Das Inflationsproblem dürfte in den USA unserer Meinung nach in rund ein bis zwei Jahren unter Kontrolle sein. Europa wird dagegen deutlich mehr Zeit benötigen, um die Inflations- und Energiethematik in den Griff zu bekommen. Die zukünftigen Inflationserwartungen des Marktes könnten sich daher als zu optimistisch herausstellen. Zu viel Optimismus hinsichtlich schneller Zinssenkungen im kommenden Jahr 2023 scheint deshalb nicht angebracht. Die Fed sowie die Europäische Zentralbank EZB werden wohl zunächst versuchen, die Zinsen auf einem höheren Niveau zu stabilisieren, bevor über mögliche Zinssenkungsschritte nachgedacht wird. Wir bleiben daher vorerst weiter bei unserer insgesamt defensiven Anlagepolitik. Der Euro könnte zunächst von falkenhafteren Aussagen der EZB zu weiteren Zinsschritten profitieren. Mittelfristig gehen wir aber nach wie vor von einer US-Dollar-Stärke aus: Schließlich sind die USA weitgehend energieautark, technologisch in vielen Bereichen führend und haben zudem den stärksten und tiefsten Kapitalmarkt.

Fundamental

• Konjunkturaussichten weltweit trübe, vor allem mit Blick auf Deutschland und Europa
• Erneuerbare Energien und Rohstoffsektor bieten Chancen
• Fokus auf Unternehmen mit hoher Preissetzungsmacht
• China bleibt schwierig einzuschätzen
• Brasilien und Mexiko attraktiver als Russland und China

Die Konjunkturaussichten sind sowohl für die USA als auch Europa und hier insbesondere Deutschland nicht rosig. Europa steht vor einer stärkeren Rezession. In den USA wird die Tiefe der Rezession auch von der Situation am Arbeitsmarkt abhängen. Dieser hat sich durch die Pandemie strukturell verändert. Der Arbeitsmarkt könnte daher angespannter bleiben als zunächst gedacht und die Arbeitslosenquote damit weniger steigen. Aufgrund der aktuell weiter sehr robusten US-Wirtschaft und des engen Arbeitsmarktes ist eine milde Rezession in den USA das derzeitige Basisszenario.
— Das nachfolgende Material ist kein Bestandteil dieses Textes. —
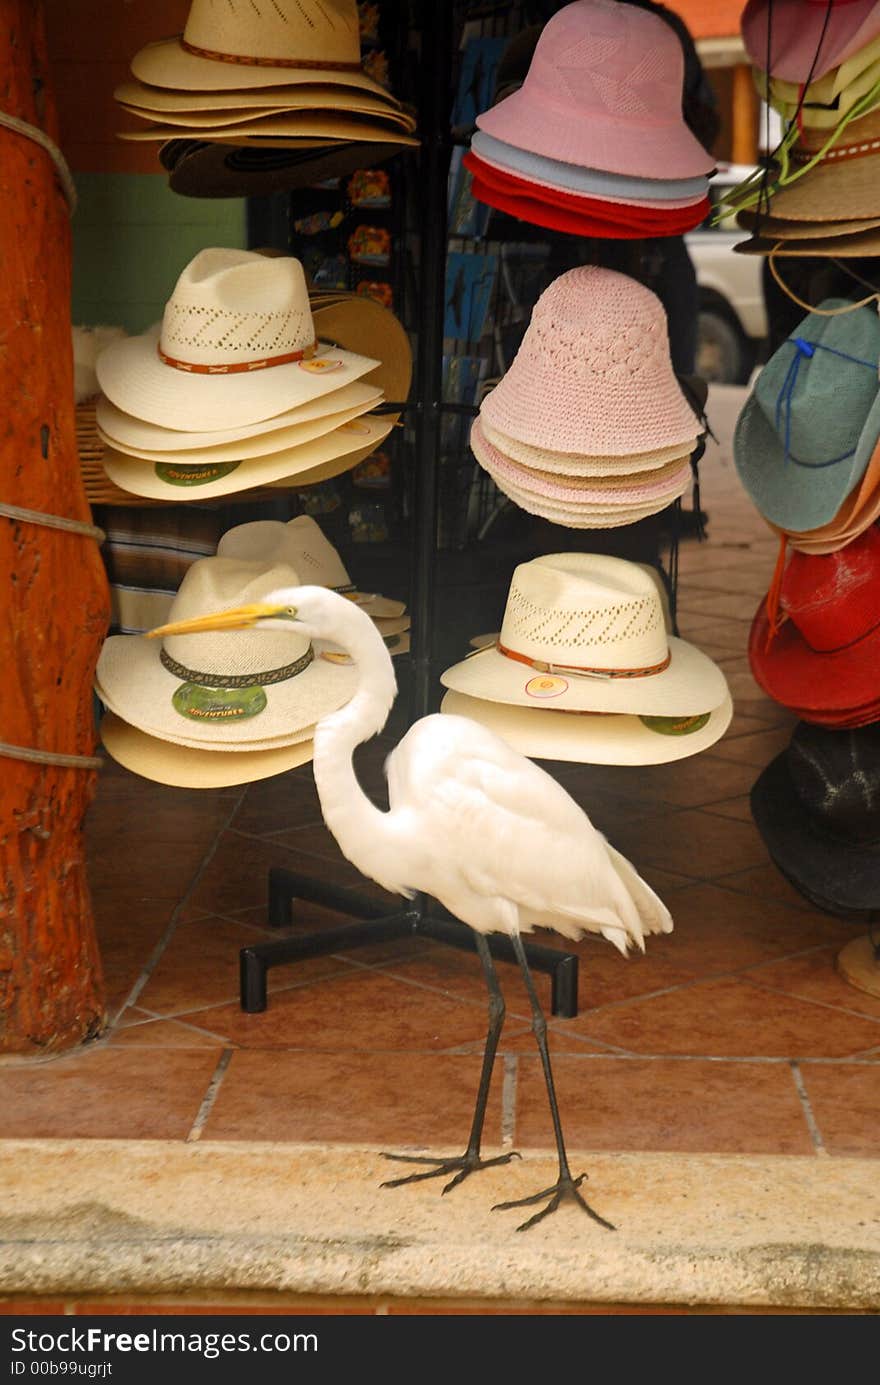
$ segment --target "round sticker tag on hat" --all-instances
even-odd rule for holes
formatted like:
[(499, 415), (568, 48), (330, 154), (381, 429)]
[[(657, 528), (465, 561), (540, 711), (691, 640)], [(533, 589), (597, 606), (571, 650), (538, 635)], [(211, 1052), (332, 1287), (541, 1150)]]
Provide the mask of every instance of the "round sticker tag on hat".
[(568, 683), (564, 678), (555, 678), (552, 674), (542, 673), (539, 678), (530, 678), (525, 687), (529, 697), (560, 697), (568, 690)]
[(643, 726), (658, 736), (692, 736), (708, 726), (711, 713), (701, 712), (693, 717), (639, 717)]
[(172, 694), (175, 712), (190, 721), (243, 721), (257, 717), (267, 705), (264, 688), (204, 688), (199, 683), (181, 683)]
Von den USA ausgehend gibt es allerdings auch ein gewisses Risiko: Aufgrund von Verwerfungen bei Hedge-Fonds und Private-Equity-Firmen könnte es zu periodischen Finanzstabilitätsrisiken kommen unter anderem wegen deren Exposure zu problematischen Immobilienbeständen und einer quasi Verzwanzigfachung der Kreditkosten. Finanzstabilitätsrisiken bergen das größte Abwärtspotenzial für die USA: In solch einem Fall könnte der Euro temporär gegenüber dem US-Dollar aufwerten.

In der europäischen Energiekrise sorgte außerdem der warme Spätherbst zuletzt für eine kurzfristige Entspannung. Auf Sicht von einem Jahr könnte sich die Situation aber verschlechtern, da es im kommenden Jahr durch den Lieferstopp von russischem Gas beispielsweise deutlich schwieriger werden dürfte, die Gasspeicher wieder zu füllen. Der Winter 2023/24 dürfte daher problematischer werden als der Winter 2022/23. Deutliche Verbesserungen bei der Gas- und Stromversorgung sind die nächsten Jahre in Deutschland also vorerst nicht zu erwarten. Wir rechnen damit, dass frühestens in etwa vier Jahren in Deutschland und Europa – etwa durch den Ausbau erneuerbarer Energien und neue Energiepartnerschaften – mehr Energie zur Verfügung stehen könnte. Einige energieintensive Unternehmen könnten Deutschland daher verlassen beziehungsweise verstärkt Arbeitsplätze abbauen.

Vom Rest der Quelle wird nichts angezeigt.